Ginger studies the table. “I know. Every day I’m going to, and every day I don’t.” She lifts her eyes and regards Julianne questioningly. “Why is it so hard to go visit someone who’s sick?”

“I don’t know,” Julianne says, though she does know. It’s normal to shy away from illness and death. It’s natural to gravitate toward laughter and life. What’s not normal is to sense death in the tips of your fingers, to take it into your belly, into your blood. For all she knows, it’s the break from sanity she’s feared for many years. For all she knows, the next time, she might not come back.

Wrongheaded as it seems, she’d love to believe in Ginger’s theory. Paisley does drink. The habit has never left her incapacitated, as far as Julianne knows, but it’s always been part of who she is: Paisley Lamm, neighborhood beauty, mother of two, sweet as she can be but drinks too much. No one would dispute that.

She glances at her menu. The offerings haven’t changed much in the past decade. Daily specials with meat and two veggies. Grilled cheese sandwiches, BLTs, burgers. Nothing as self-important as the simplest pasta dish at Caruso’s. Doug would be appalled. From the middle of the table, the round paper pumpkin grins up at her with its yellow jack-o’-lantern eyes—merry enough, but devilish, too. In a quick, unexpected segue, her mind does a backward loop to a Halloween years before, when Paisley had looked at her with the same gleeful expression the jack-o’-lantern is wearing, while taking Melody trick or treating on the streets of Brightwood Trace. Melody was dressed as Barney, the purple dinosaur on toddler TV, so she couldn’t have been more than two or three. Watching Julianne dole out candy, Paisley had lifted her hand to toast Julianne with a beer she was holding. Conspiratorially, in a stage whisper, she’d said, “I brought a little adult treat along for myself.” She’d taken a long, dramatic sip.

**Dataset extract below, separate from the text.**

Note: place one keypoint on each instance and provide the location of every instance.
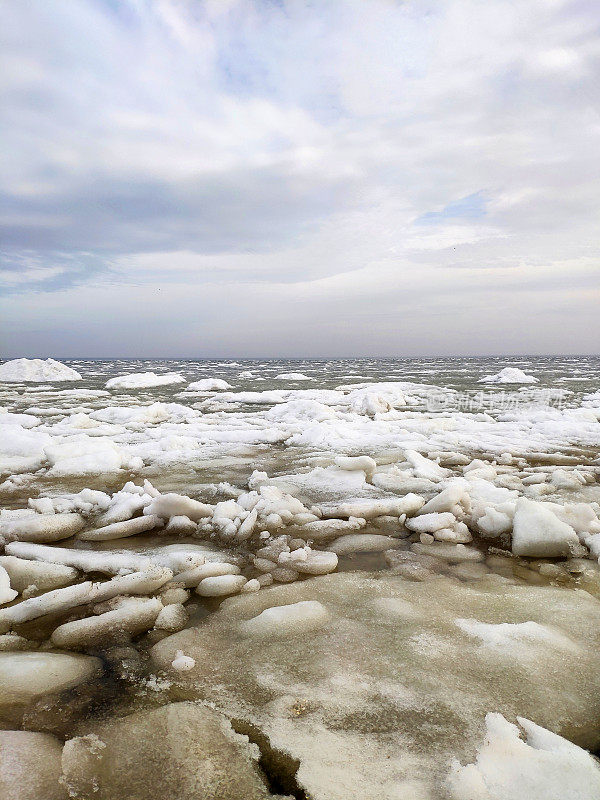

Julianne had pretended she was too busy dealing with the children to respond. With three young sons already fascinated by fast cars and alcohol, she’d thought Paisley was setting a bad example. It was one of the few times she hadn’t admired Paisley, a moment so intense that even all these years later she can still call up the sharp sting of disenchantment she’d felt then. Couldn’t the woman even walk around the block without some kind of drink in her hand?

Can drinking cause cancer? The medical literature says maybe yes, maybe no. Julianne does the rerun again: of Paisley sipping beer while Melody fills her trick-or-treat bag. Of Paisley sipping Painkillers while dancing to the oldies around her hot tub. Of Paisley sipping wine on New Year’s Eve.

And when Paisley came into the pre-op exam room complaining about her stomach, maybe Julianne had suspected something more than an ulcer because, subconsciously, she remembered all the liquor Paisley had consumed over the years. Cause and effect: Paisley drinks too much. Drinking has made her sick. The blackness that assaulted Julianne was only her own horror at touching Paisley’s liver and having all her suspicions confirmed.

But no. Julianne has been horrified before. Horrified and shocked. This was different. Except for the day with Eudora Nestor, the leukemia victim, she had never felt like she was dying.

“Ready?” The waitress hovers above her.